Narrative Tense
Whether the story is told in the past tense (what happened) or the present tense (what is happening) — or moves between both.
What is Narrative Tense?
Most novels are told in the past tense. This is the default mode of storytelling across cultures and centuries: the narrator looks back and tells what happened. Past tense implies a narrator who survived the events and is recounting them from some point of safety or distance. This distance — even when it is not explicitly acknowledged — creates a subtle sense of narrative authority: the events are complete, they have been processed, and the narrator has the perspective of retrospect.
Present tense eliminates that distance. The narrator reports events as they happen, with no retrospective authority and no guaranteed survival. This creates urgency and immediacy — the reader does not know the narrator got out, because the narrator does not know either. Present tense has become increasingly common in literary and commercial fiction since the 1990s, particularly in psychological thrillers, YA fiction, and any story where immediate experience is the primary concern.
The three options
Past — Traditional storytelling tense. Events have occurred; the narrator recounts them. The default for most genres. Creates a sense of narrative authority and retrospect. Readers rarely notice past tense — it is invisible in a way that present tense is not.
Present — Events unfold as the narration occurs. Immediate, urgent, no retrospective distance. The reader and the narrator experience events simultaneously. Can feel breathless and intimate. Can also feel mannered or exhausting in longer works if not handled with care. Most effective in shorter novels or stories where urgency is a primary value.
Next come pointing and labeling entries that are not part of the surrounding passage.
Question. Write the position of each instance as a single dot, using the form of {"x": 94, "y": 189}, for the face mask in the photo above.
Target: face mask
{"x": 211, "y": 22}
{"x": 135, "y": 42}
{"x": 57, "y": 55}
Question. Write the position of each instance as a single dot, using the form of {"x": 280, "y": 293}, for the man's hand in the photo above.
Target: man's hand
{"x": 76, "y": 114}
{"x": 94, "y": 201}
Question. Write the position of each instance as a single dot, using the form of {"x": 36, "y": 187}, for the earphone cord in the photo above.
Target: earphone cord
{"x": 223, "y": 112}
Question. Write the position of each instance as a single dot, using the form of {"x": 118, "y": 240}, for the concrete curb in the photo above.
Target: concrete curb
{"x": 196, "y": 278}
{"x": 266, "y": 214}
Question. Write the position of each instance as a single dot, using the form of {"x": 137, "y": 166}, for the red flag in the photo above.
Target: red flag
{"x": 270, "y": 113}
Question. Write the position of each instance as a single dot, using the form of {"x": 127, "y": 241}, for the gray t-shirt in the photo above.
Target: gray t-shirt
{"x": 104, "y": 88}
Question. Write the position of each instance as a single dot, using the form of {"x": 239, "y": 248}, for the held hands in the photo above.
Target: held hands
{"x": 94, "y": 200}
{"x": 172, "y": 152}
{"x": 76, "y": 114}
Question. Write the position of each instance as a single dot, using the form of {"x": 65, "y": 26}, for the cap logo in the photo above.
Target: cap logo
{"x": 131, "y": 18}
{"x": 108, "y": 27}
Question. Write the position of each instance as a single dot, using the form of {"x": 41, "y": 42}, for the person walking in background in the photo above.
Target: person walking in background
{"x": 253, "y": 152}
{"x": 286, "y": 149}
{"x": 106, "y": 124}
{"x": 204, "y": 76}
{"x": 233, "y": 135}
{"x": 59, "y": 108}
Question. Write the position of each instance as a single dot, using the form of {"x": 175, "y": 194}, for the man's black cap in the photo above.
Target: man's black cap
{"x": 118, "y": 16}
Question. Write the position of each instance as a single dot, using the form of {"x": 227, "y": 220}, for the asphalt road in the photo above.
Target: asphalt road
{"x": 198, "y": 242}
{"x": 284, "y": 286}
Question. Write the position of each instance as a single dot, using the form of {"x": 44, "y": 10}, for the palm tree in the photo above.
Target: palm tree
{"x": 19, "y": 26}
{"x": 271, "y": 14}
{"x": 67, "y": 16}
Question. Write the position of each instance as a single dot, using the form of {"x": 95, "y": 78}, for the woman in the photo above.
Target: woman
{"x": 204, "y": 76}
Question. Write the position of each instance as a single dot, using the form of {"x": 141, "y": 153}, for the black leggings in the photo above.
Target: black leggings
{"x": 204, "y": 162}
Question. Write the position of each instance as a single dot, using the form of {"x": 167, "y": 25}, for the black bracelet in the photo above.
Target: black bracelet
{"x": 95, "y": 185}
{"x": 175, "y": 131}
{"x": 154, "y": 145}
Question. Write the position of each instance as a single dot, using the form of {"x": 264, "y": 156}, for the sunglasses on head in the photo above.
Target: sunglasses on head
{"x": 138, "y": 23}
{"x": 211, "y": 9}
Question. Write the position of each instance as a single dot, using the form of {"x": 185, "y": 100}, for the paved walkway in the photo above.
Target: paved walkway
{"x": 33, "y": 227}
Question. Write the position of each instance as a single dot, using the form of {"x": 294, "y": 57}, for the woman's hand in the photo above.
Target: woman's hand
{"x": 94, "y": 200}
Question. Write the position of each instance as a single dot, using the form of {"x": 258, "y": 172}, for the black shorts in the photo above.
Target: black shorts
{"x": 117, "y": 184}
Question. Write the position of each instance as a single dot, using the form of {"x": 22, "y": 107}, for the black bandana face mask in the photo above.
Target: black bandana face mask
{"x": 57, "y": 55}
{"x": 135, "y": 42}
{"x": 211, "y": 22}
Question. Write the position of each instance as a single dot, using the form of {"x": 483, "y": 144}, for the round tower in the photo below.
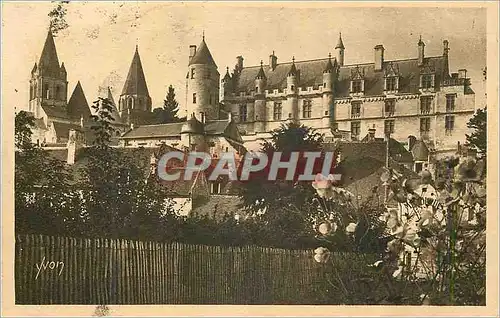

Mixed — Deliberate movement between past and present tense as a structural element. Typically used to distinguish timelines: one storyline in present tense, one in past; or a primary narrative in past with memory sequences in present. Requires clear structural intention — random or accidental tense shifts read as errors, not effects. Only choose mixed if you have a specific structural reason for the shift.
How Bespoke Books uses it
In the Bespoke Books Composer, Tense appears on the Shape tab as one of six Style Dials. The three options are: past, present, and mixed. The default is past. The generation pipeline uses it to maintain consistent tense across chapters — a tense inconsistency is a continuity failure.